Célébrée chaque année le 8 mars, la Journée internationale des droits des femmes est historiquement liée aux luttes pour l’égalité, de meilleures conditions de travail et le droit de vote des femmes.

Dans plusieurs ménages tchadiens, cette date donne lieu à une inversion symbolique des charges domestiques. Cuisine, vaisselle, lessive ou garde des enfants sont, pour une journée, confiées aux hommes.

« Aujourd’hui, c’est le tour de mon mari de faire la cuisine et de s’occuper des enfants. Je vais assister aux débats et aux activités culturelles des femmes », lance, sourire aux lèvres, Néloum Ruphine.

Le 8 mars se veut avant tout une journée de sensibilisation aux droits des femmes, de lutte contre les inégalités et de promotion de l’égalité entre les sexes. « Les hommes doivent mettre de côté leur ego et honorer leurs femmes en ce jour spécial », estime Djimasra, de retour du marché.

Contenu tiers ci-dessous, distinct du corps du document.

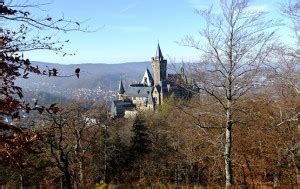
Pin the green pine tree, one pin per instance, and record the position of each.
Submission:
(140, 141)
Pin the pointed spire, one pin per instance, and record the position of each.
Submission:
(121, 88)
(147, 78)
(159, 53)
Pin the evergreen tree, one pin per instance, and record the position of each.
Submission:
(140, 140)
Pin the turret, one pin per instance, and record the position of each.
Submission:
(147, 79)
(159, 66)
(121, 90)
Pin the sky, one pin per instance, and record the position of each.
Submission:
(129, 30)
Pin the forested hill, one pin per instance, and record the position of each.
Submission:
(97, 81)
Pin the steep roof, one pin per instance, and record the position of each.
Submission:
(121, 88)
(159, 53)
(138, 91)
(147, 79)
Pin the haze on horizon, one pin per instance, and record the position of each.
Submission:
(128, 30)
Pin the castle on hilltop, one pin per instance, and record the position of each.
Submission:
(151, 91)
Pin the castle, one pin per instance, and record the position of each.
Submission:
(151, 91)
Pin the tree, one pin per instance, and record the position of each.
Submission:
(237, 44)
(14, 41)
(139, 144)
(292, 10)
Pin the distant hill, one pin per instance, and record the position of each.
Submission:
(97, 81)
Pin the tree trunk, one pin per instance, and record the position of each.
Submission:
(227, 149)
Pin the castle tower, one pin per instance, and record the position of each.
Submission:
(159, 66)
(121, 90)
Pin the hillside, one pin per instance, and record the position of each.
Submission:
(96, 82)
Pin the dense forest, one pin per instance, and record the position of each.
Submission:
(239, 128)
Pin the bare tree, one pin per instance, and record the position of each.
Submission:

Cette inversion temporaire des rôles ne fait toutefois pas l’unanimité. « Je dois cuisiner pendant qu’elle fait la fête ? Elle va en faire un droit suprême », ironise Younous.

Pour d’autres, le geste reste avant tout symbolique. « J’aide toujours mon épouse. Mon objectif est d’encourager un partage équilibré des responsabilités toute l’année, pas seulement le 8 mars », explique Alfred Oulona.

Au-delà des débats dans les foyers, cette journée est marquée au Tchad par des conférences, marches et activités culturelles. Une occasion de mettre les femmes à l’honneur et de rappeler que l’égalité ne se limite pas à une seule date dans le calendrier.